Recherche du nombre de Keith immédiatement supérieur pour WP-34S.

Les registres utilisés, en plus de la pile, sont les suivants :

  • R00 : variable nommée N1 dans le programme Basic
  • R01 à R12 : tableau N(I)
  • R13 : somme S
  • R14 : index I

Rien que pour saisir à la main sans erreur ce court programme de 55 pas, comptez entre 10 et 20 minutes, en fonction de votre agilité, et de votre habitude de la machine. Ce que je trouve difficile, pour être rapide avec le clavier surchargé de la WP-34S, c'est qu'il faut mémoriser où sont les fonctions :
  • soit en accès direct (par exemple [BASE10] pour basculer en mode entier 64 bits, c'est la touche [10] en jaune.

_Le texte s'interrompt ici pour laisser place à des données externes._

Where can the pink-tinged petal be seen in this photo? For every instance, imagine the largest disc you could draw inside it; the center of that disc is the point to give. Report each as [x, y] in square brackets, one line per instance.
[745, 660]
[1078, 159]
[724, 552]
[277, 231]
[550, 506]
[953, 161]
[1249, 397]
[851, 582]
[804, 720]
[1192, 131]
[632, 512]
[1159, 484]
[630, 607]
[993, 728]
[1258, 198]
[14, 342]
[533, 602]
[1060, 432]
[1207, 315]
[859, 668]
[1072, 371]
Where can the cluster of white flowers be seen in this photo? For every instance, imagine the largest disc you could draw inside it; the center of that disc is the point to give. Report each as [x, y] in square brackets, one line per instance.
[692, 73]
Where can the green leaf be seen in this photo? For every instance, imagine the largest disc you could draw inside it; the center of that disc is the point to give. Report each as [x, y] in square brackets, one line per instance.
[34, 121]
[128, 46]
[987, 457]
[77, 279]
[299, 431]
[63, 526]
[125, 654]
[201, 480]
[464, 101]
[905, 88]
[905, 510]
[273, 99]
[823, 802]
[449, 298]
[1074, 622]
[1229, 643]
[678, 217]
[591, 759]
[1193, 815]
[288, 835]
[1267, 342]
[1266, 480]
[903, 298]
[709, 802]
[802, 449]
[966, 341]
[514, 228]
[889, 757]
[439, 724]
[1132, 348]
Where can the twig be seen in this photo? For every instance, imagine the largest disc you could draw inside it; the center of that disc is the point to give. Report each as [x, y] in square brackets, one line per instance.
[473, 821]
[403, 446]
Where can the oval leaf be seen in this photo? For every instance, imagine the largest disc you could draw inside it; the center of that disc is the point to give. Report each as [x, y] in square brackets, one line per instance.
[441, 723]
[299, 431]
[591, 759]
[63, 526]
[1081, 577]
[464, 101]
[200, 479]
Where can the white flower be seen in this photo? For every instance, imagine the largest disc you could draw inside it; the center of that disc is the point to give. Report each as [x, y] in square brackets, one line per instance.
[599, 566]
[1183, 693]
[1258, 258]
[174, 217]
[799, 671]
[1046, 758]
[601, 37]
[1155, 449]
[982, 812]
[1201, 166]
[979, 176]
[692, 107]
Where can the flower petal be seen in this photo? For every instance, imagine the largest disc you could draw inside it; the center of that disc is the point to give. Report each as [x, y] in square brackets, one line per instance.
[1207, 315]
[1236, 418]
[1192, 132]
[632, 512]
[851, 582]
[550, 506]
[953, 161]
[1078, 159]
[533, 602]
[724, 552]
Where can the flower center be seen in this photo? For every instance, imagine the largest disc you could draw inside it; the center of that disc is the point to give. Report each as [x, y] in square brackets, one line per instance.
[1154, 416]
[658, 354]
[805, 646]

Le symbole "différent", que j'ai noté comme en C au pas 053, c'est la touche bleue puis [1].) 
  • soit en accès par un menu déroulant (par exemple [DROP] dans le menu [P.FCN])
  • soit en accès par une combinaison (par exemple [STO->] que l'on saisit avec la touche [STO] puis [->] en haut ; ou encore l'échange de X avec Z, touche [x<>Z], que l'on obtient avec la touche verte [x<>] puis [Z])

Très honnêtement, je ne crois pas qu'un lecteur de ce blog ne recopiera jamais ce programme, ni sur une vraie WP-34S, ni sur un émulateur. Néanmoins, si vous trouvez l'exercice fun, n'hésitez surtout pas à poster un petit commentaire ci-dessous !

Pour critiquer un peu l'usage de la machine, il faut bien avouer que le débug n'est pas enfantin sur WP-34S. Néanmoins, il est possible de faire tourner un programme en mode pas à pas, grâce aux flêches verticales sur la gauche. En outre, la touche [SHOW] (bleue) permet de visualiser à chaque étape le contenu de la pile, ainsi que les registres.

En guise de conclusion, les performances de la vraie calculatrice, avec des piles correctes (sinon le calcul plante), ça donne quoi ? Eh bien, avec 7000 en entrée il faut environ 24s à la WP-34S pour afficher le résultat (7385 est le Keith suivant). On peut remarquer sur ce test que le temps de calcul est approximativement dans la même seconde qu'on soit en mode SLOW ou en mode FAST. C'est donc juste six fois plus lent que le programme en GFA Basic.... et assez laborieux à saisir sur le clavier de la WP-34S ; malgré le fait qu'il y ait moins de touches à taper. Et je ne parle pas des phases d'optimisation, et de mise au point du programme, ardues sur WP-34S. Mais là, ça vient peut-être de moi ! Au final, malgré les souhaits de certains clients (les plus de 50 ans ?) on commence à comprendre pourquoi ce style de programmation en RPN est en perte de vitesse chez HP, au profit du Basic, comme sur la très récente HP Prime.

Dans la vidéo d'illustration ci-dessous, je fais les choses suivantes :
  1. j'affiche le niveau des piles (2,8 volts) 
  2. je fais défiler le programme que j'ai publié ci-dessus
  3. je le teste avec les valeurs 100, 197+1, et 7000 :
En résolution 1080p, on peut constater l'usure de l'overlay en vinyle collé sur les touches.